Ein »Einreiseirrtum«

■ Von einem ausländischen Bezirksverordneten Ostberlins, der »aus Versehen« in die DDR emigriert war

Berlin. Seit vergangenem Mittwoch ist der Mann eine verfassungsrechtliche Provokation: Dr. Saleh Hussain, 43jähriger Germanist und Theaterwissenschaftler, sitzt seit den Kommunalwahlen in der Ex-DDR für das Bündnis 90 in der Pankower Bezirksverordnetenversammlung (BVV) — da hätte er nach dem Willen des Bundesverfassungsgerichts nicht hinkommen dürfen. Denn Hussain ist irakischer Staatsbürger, der vor 22 Jahren nach Ost-Berlin emigrierte.
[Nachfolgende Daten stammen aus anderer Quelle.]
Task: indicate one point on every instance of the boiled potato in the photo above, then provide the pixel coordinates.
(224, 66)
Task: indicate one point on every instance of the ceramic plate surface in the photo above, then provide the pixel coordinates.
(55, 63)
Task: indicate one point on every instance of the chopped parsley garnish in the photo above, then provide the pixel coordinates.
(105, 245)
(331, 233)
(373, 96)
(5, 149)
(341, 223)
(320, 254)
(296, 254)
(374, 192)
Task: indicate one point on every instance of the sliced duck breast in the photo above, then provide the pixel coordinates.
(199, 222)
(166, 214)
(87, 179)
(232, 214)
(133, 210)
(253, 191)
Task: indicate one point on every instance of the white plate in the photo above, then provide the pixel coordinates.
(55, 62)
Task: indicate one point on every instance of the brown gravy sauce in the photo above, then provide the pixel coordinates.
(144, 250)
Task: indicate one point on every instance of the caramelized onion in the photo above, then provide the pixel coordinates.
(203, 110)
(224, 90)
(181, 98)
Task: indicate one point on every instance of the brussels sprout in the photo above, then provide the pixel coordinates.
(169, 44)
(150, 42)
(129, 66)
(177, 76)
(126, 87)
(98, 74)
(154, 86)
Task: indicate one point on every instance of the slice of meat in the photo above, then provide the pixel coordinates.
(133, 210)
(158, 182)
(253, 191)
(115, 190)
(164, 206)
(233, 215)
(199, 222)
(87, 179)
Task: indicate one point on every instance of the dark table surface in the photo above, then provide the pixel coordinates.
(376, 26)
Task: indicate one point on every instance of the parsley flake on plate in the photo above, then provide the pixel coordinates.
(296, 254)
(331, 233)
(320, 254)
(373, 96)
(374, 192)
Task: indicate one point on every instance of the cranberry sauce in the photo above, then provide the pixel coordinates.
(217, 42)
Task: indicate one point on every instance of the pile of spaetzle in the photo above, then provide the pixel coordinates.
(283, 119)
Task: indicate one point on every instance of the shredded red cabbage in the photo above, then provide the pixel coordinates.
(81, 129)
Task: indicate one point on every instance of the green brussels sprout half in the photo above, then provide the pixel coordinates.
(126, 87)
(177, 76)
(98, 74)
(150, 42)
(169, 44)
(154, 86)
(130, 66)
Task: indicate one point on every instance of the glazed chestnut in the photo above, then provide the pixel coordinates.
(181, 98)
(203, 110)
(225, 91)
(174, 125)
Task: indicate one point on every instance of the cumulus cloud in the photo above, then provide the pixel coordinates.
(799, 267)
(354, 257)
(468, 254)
Warum er die DDR als Fluchtland wählte, erklärt sich aus einer Vorliebe für deutsche Literatur und einer Verwechslung. Jung und anfällig für politische Romantik sei er damals gewesen, und die Nachrichten über einen gewissen Rudi Dutschke und die Studentenbewegung waren bis nach Bagdad gedrungen. »Wir haben im Irak damals nicht so scharf zwischen Ost- und Westdeutschland differenziert«, sagt Saleh. Die DDR, Dutschke und Sozialismus — das paßte zusammen. Also floh Saleh Hussain in die DDR, landete in Ost- Berlin und wurde zum Studium nach Leipzig geschickt. Das erste, was er dort auf der Straße erlebte, waren »zwei Polizisten, die einen Homosexuellen mit Stiefeln getreten haben«. Die Zweifel am System wurde er seitdem nicht mehr los.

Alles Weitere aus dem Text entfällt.